Sign in to view source links and access this dataset
Description
A large-scale labeled music dataset built on the Creative-Commons subset of the Free Music Archive. Every track has been automatically annotated with attributes like lyrics, genre, mood, instruments, tempo, and key using Google Gemini (gemini-flash-latest). It was submitted to the Uncharted Data Challenge hosted by Adaption Labs and last updated on 2026-04-15.
Use Cases
Train music genre classifiers based on the provided genre labels.
Develop mood detection models based on the mood annotations.
Analyze the relationship between lyrical content and musical attributes like tempo and key.
Build multi-task learning models for joint prediction of instruments, tempo, and key.
Strengths
Large-scale dataset built on a known Creative-Commons music source (Free Music Archive).

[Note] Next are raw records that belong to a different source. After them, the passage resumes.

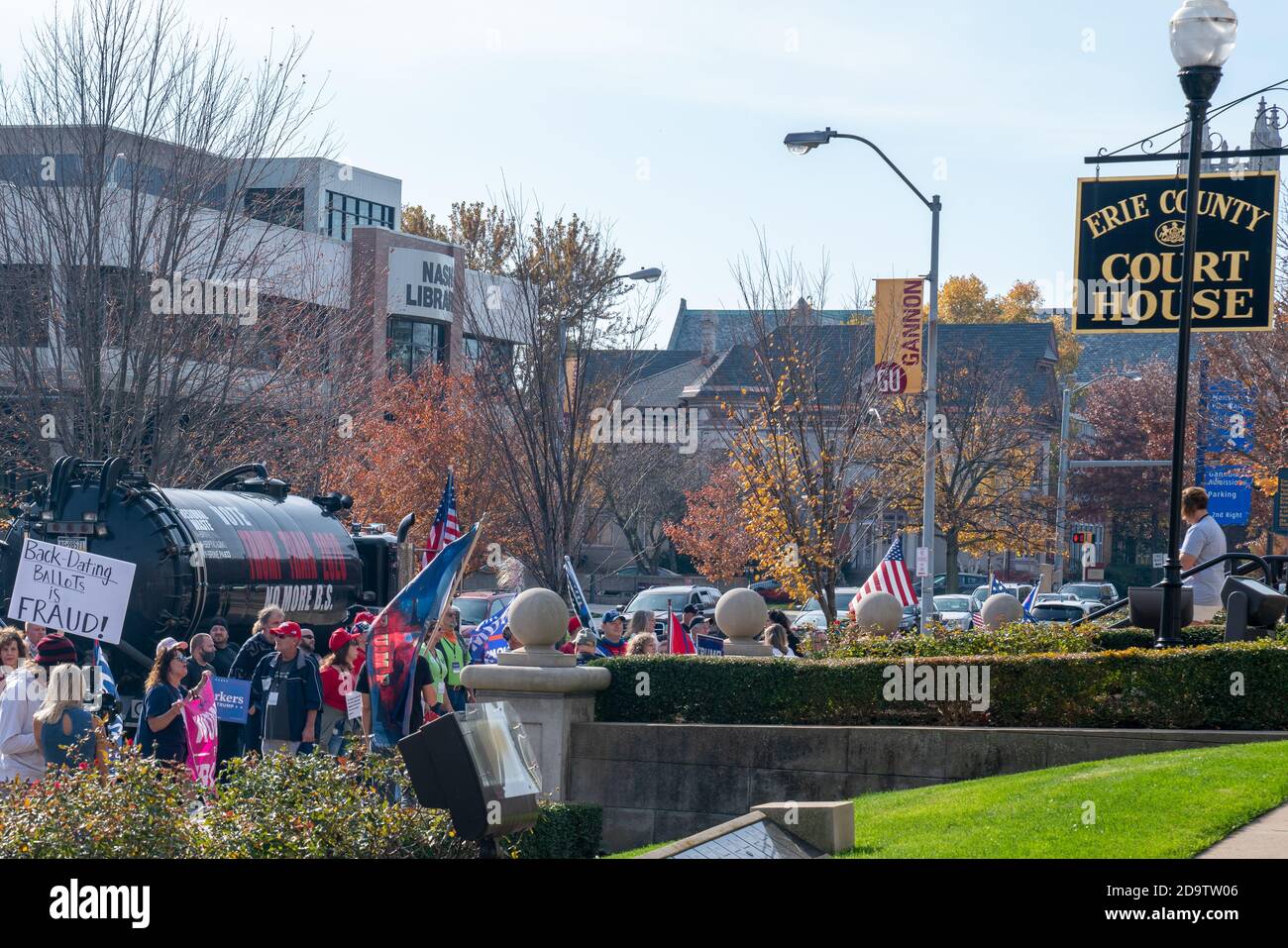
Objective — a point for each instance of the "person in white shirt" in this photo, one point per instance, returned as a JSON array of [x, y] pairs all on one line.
[[22, 698], [1205, 540]]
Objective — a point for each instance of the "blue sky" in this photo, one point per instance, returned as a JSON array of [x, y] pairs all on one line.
[[666, 119]]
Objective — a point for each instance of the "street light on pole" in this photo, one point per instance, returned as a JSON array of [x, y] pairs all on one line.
[[1063, 472], [805, 142], [1203, 37]]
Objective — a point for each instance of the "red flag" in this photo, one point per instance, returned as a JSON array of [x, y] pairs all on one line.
[[682, 644]]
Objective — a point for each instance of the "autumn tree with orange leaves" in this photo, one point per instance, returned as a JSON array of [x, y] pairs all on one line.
[[712, 533]]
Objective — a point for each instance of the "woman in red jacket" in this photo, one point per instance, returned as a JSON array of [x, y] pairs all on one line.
[[339, 677]]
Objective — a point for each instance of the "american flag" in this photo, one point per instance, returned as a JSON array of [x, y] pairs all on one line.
[[890, 576], [993, 586], [445, 528]]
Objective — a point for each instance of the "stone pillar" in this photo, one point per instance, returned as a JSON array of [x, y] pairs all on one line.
[[546, 689], [742, 614]]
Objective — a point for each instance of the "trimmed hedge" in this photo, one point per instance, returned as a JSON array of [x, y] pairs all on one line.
[[1016, 639], [1136, 687], [563, 831]]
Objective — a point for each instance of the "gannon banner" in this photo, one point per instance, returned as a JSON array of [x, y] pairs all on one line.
[[1128, 253], [897, 324]]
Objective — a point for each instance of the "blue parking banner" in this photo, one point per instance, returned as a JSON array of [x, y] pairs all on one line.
[[1229, 488], [1229, 417], [232, 698]]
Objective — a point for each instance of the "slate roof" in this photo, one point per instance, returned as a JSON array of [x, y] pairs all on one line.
[[1024, 352], [733, 326], [1107, 352]]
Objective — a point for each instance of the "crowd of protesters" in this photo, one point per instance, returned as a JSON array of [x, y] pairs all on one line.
[[297, 700]]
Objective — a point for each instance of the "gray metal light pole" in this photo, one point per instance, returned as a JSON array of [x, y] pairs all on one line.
[[1202, 40], [805, 142]]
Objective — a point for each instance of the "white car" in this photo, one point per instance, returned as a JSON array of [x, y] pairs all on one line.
[[954, 609], [658, 597]]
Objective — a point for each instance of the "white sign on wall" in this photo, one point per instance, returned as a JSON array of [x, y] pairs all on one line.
[[421, 282], [73, 591]]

Automatically annotated with multiple attributes (lyrics, genre, mood, instruments, tempo, key) using a specific model (Google Gemini).
Limitations
Column-level documentation is absent; field semantics must be inferred after download.

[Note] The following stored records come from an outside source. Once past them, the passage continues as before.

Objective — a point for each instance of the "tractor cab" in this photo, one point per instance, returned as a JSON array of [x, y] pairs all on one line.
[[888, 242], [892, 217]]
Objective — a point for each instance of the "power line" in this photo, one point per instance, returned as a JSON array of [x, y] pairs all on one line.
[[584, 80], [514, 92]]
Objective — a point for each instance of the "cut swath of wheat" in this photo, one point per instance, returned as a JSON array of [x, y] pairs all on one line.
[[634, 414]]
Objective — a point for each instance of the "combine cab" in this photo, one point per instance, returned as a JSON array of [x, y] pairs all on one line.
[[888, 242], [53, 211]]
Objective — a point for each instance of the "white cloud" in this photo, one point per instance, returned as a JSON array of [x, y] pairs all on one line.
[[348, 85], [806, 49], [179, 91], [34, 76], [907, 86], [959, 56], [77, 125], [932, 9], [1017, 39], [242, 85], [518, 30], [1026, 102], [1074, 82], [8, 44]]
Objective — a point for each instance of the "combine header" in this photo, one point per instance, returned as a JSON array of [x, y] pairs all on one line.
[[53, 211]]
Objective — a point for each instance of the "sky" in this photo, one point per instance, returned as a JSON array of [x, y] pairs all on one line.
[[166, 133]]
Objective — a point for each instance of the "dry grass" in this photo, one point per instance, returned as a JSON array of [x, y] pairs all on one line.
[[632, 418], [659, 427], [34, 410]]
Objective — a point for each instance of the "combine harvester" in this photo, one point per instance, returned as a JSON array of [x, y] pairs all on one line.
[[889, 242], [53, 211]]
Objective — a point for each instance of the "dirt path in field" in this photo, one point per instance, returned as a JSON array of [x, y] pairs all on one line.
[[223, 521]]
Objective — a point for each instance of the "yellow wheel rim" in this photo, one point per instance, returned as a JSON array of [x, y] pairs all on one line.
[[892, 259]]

Row count and dataset size are unknown, which may limit suitability assessment.
Data may reflect bias inherent to the source archive and automated labeling process.
Provenance
Source
Creative-Commons subset of the Free Music Archive (FMA).
Collection Method
Automated annotation using Google Gemini (gemini-flash-latest).
Freshness
Last updated 2026-04-15 13:41:48; freshness should be verified.
License is unknown; users must verify the license terms on the dataset page before use.